A sound library is a collection of discs, ribbons and other elements that record sounds. These files, therefore, make it possible to preserve and disseminate the sound heritage.
The resources housed in a music library contain music, speeches, read aloud, poetic recitals and other manifestations and expressions that can be heard. Many times the sound libraries are annexes or sections of libraries.
The first sound libraries arose from the storage of sound records of different kinds. To facilitate their organization and access, the documents They are classified and ordered, favoring the work of researchers, students and interested parties in general who wish to consult them.
In a music library it is possible to find vinyl records, CD (also known as compact discs or CD), cassettes and other items. At present there are also the digital sound libraries Y virtual, which preserve digitized sound.
The speech that a president pronounced when he took office, the last concert of an artist and the poems of a writer in his own voice are some of the documents that can be part of a sound library. As can be seen, these institutions have great historical and cultural relevance.
The National Music Library of Mexico, founded in 2008, is an example of this class of entities. It depends on the Secretary of Culture of the North American nation and is dedicated to the recording, cataloging and dissemination of the Mexican sound memory.
The five activities that are recognized as the pillars of the National Sound Library for the promotion of culture are the following:
* the rescue and the preservation of the sonorous patrimony of Mexico;
* the dissemination of the values and cultural assets that it contains in its collection and that it protects;
* carry out events of various kinds, such as cultural, artistic or academic with sound as the central theme;
* promote the culture of listening in citizens;
* encourage the creation of sounds for artistic purposes based on freedom and experimentation.
Before the foundation of the sound library, the government of Mexico already recognized as a pending task the protection of its sound heritage. For this reason, in the mid-1900s the first projects related to this objective emerged, which also included visual material; some examples are the National Cinematheque, the Film library of the National Autonomous University and the Photo Library of the National Institute of Anthropology and History. However, sound did not have a space dedicated to it exclusively.
In 1980, the UNESCO He pointed out the importance of this heritage and suggested that it be preserved. However, it was two and a half decades before the Public Function Secretary put in functioning the National Sound Library, for which he designated the Casa Alvarado as the headquarters. It should be noted that until now there was no other record library in Latin America.
This enclosure has a total area of more than 6,500 square meters and is located in Coyoacán, Mexico City. Before its opening, different restoration and building works were carried out. Casa Alvarado dates from the 18th century and has an evident Andalusian and Moorish style. In 1932, the Directorate of Colonial Monuments declared it historical monument.

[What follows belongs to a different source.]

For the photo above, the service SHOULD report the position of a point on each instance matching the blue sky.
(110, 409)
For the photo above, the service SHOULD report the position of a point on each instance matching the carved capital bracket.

In the National Music Library of Mexico, the preservation building, whose area covers 1200 square meters. It is there where all the preservation tasks of the country’s sound archives take place, which include diagnosis, cataloging, stabilization and conversion to digital formats.
On the other hand is the Octavio Paz Audioteca, with equipment that the public can freely use to consult and access the sound files.
The Jaime I University of Spain, meanwhile, has a digital music library created in 2001. Through it you can hear more than 313,000 songs.